Strictly adhere to the documentation protocol.
Project Leaders:
Encourage the executing researcher to engage with experts and resources.
Review the research protocol and data analysis plan concerning missing data.
Ensure rigorous documentation by the executing researcher.
Research Assistant:
In the absence of guidelines, consult the executing researcher about handling missing data.
Guidelines
1. Understanding Missing Data
Missing data is prevalent in dental research. Its handling is contingent on the volume, nature, cause, and randomness of the missing data.
Ignoring missing data can result in reduced sample size, inflated standard errors, decreased statistical power, and the introduction of bias.
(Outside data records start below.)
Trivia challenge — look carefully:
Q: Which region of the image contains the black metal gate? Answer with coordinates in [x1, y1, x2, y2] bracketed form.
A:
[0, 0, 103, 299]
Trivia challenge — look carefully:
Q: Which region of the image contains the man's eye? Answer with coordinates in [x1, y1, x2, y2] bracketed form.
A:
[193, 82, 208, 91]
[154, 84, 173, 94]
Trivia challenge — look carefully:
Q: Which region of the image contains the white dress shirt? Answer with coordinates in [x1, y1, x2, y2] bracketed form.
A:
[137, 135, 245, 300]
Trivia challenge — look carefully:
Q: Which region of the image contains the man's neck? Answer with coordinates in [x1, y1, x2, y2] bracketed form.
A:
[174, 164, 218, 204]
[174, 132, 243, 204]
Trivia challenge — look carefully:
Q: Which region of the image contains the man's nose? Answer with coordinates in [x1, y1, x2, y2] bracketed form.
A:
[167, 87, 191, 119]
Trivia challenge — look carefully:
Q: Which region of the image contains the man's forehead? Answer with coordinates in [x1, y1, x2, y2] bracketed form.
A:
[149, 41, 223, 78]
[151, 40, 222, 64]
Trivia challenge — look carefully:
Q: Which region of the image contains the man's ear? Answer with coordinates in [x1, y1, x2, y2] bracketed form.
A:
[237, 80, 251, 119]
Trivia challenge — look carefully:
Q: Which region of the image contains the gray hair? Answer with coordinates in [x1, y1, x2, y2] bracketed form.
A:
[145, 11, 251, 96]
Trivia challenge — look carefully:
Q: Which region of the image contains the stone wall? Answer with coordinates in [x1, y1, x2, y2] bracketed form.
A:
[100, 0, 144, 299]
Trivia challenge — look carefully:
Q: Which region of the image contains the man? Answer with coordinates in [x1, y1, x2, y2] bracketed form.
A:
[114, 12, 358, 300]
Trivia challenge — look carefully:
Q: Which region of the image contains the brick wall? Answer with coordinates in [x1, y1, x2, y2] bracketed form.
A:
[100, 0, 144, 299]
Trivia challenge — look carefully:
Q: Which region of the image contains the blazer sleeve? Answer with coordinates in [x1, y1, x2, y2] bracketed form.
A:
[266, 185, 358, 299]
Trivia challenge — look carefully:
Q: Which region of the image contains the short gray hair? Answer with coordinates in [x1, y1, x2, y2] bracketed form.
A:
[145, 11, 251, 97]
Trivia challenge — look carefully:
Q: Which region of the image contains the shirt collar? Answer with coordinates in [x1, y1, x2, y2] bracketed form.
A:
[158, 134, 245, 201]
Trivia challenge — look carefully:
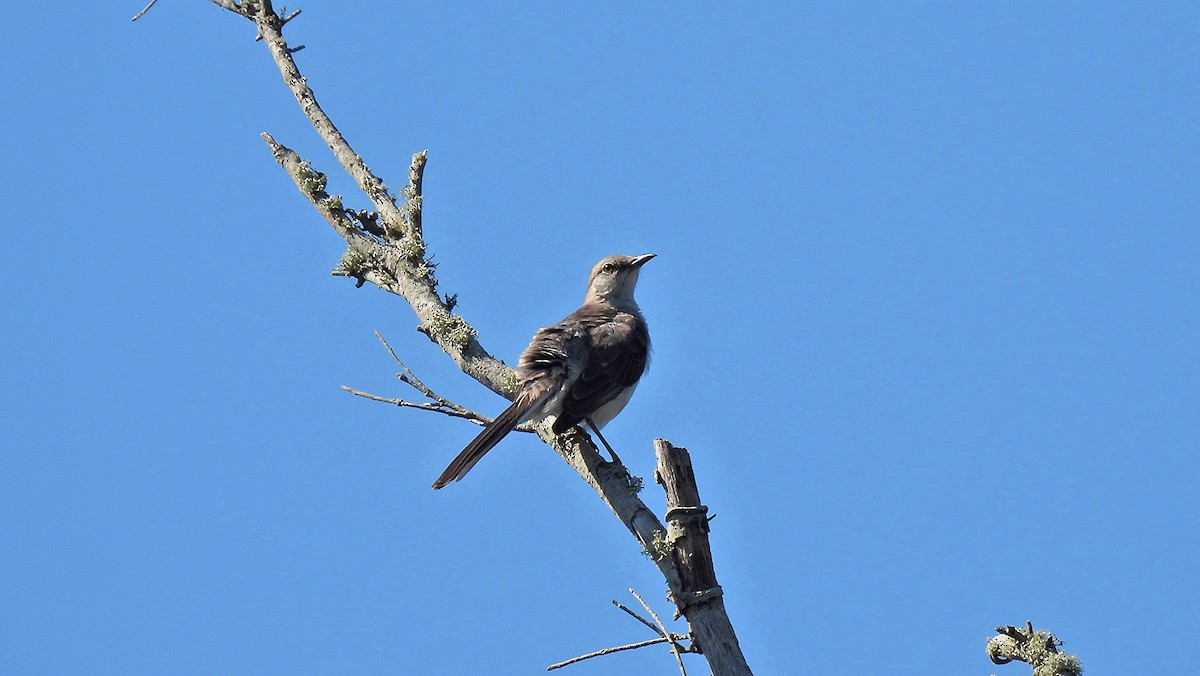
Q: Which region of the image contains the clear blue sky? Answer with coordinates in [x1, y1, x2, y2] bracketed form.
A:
[0, 0, 1200, 676]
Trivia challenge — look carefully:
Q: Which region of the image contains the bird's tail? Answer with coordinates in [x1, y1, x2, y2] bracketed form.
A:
[433, 396, 540, 490]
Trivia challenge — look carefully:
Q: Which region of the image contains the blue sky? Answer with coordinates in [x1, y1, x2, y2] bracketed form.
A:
[0, 0, 1200, 676]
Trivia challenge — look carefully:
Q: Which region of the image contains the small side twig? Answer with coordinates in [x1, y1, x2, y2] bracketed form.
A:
[342, 331, 535, 433]
[342, 385, 492, 426]
[546, 636, 681, 671]
[629, 588, 688, 676]
[130, 0, 158, 22]
[546, 590, 700, 676]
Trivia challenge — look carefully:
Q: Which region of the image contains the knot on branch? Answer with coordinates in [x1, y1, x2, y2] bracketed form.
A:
[666, 504, 708, 533]
[988, 621, 1084, 676]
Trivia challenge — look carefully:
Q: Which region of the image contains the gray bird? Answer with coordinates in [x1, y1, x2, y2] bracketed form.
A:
[433, 253, 654, 489]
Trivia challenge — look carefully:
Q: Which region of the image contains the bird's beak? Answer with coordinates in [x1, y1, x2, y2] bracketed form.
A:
[629, 253, 655, 270]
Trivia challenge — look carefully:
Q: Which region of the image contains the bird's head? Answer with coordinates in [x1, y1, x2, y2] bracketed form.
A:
[587, 253, 654, 304]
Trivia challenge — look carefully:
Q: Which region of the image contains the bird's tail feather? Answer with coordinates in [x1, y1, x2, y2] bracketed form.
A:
[433, 396, 541, 490]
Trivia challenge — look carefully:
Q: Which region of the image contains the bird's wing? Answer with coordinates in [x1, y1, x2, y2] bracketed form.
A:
[553, 309, 650, 433]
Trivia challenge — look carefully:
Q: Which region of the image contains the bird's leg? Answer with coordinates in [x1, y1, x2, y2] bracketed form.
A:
[584, 418, 624, 465]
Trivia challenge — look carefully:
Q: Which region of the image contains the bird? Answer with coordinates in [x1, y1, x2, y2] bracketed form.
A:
[433, 253, 655, 490]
Before analysis, always inspect missing data; never casually omit incomplete entries.
2. Addressing Missing Data Across Research Phases:
Data Preparation:
Clarify questionnaire items.
Document reasons for missing data.
Utilize digital platforms for data collection to minimize gaps.
Pre-emptively test instruments to mitigate technical issues.
Data Collection:
Regularly verify data completeness. If gaps arise, strive for completion via raw data checks or respondent engagement.
Data Processing:
Identify missing data's volume, nature, and type.
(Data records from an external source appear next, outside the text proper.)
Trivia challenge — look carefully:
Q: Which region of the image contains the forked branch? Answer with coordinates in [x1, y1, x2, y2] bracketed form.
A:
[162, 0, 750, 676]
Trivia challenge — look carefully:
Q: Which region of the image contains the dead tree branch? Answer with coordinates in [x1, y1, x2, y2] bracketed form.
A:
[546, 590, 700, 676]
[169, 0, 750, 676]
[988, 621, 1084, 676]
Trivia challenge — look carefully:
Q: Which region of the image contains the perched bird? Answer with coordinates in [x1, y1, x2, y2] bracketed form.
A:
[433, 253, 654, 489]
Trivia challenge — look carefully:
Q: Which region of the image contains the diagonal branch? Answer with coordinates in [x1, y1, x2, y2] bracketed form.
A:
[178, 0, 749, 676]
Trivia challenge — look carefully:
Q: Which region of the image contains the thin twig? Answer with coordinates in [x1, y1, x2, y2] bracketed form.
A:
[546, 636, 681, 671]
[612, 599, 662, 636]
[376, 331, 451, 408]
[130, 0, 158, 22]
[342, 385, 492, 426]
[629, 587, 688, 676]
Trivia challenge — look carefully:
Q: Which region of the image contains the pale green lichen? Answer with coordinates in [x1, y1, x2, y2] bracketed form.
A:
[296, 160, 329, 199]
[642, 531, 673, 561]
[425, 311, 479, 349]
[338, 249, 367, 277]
3. Techniques for Handling Missing Data:
Listwise Deletion: Omits incomplete cases, reducing sample size.
Pairwise Deletion: Excludes cases only for specific analyses.
Imputation: Statistically estimates missing values. Techniques include mean, regression, multiple imputation, etc.
Example in R for identifying missing data:
Identifying Percentage of Missing Values for Each Variable
In a dental research dataset using R, you can identify the percentage of missing values for each variable separately by employing the summary() function.
# Load data
mydata <- read.csv("dental_data.csv")
# Identify missing data for each variable separately
summary(mydata)
Executing the above will yield a summary of the dataset, detailing the number of missing values for each respective variable.
Imputing Missing Data
To handle missing data in a dental research dataset with R, the mice package is a robust solution. This package supports a variety of imputation techniques, such as mean imputation, regression imputation, and multiple imputation.
# Load data
mydata <- read.csv("dental_data.csv")
# Impute missing values using mean imputation
library(mice)
imp <- mice(mydata, method = "mean")
# Extract completed dataset with imputed values
mydata_imputed <- complete(imp)
By following the steps outlined above, the dataset's missing data will be imputed through mean imputation, and a completed dataset with these imputed values will be produced.
Deleting Missing Data
Should the need arise to remove missing data from a dental research dataset using R, the na.omit() function is an effective tool. This function will purge any rows containing missing values.
# Load data
mydata <- read.csv("dental_data.csv")
# Delete rows with missing values
mydata_clean <- na.omit(mydata)
After executing the above, the outcome will be a dataset devoid of rows containing missing values.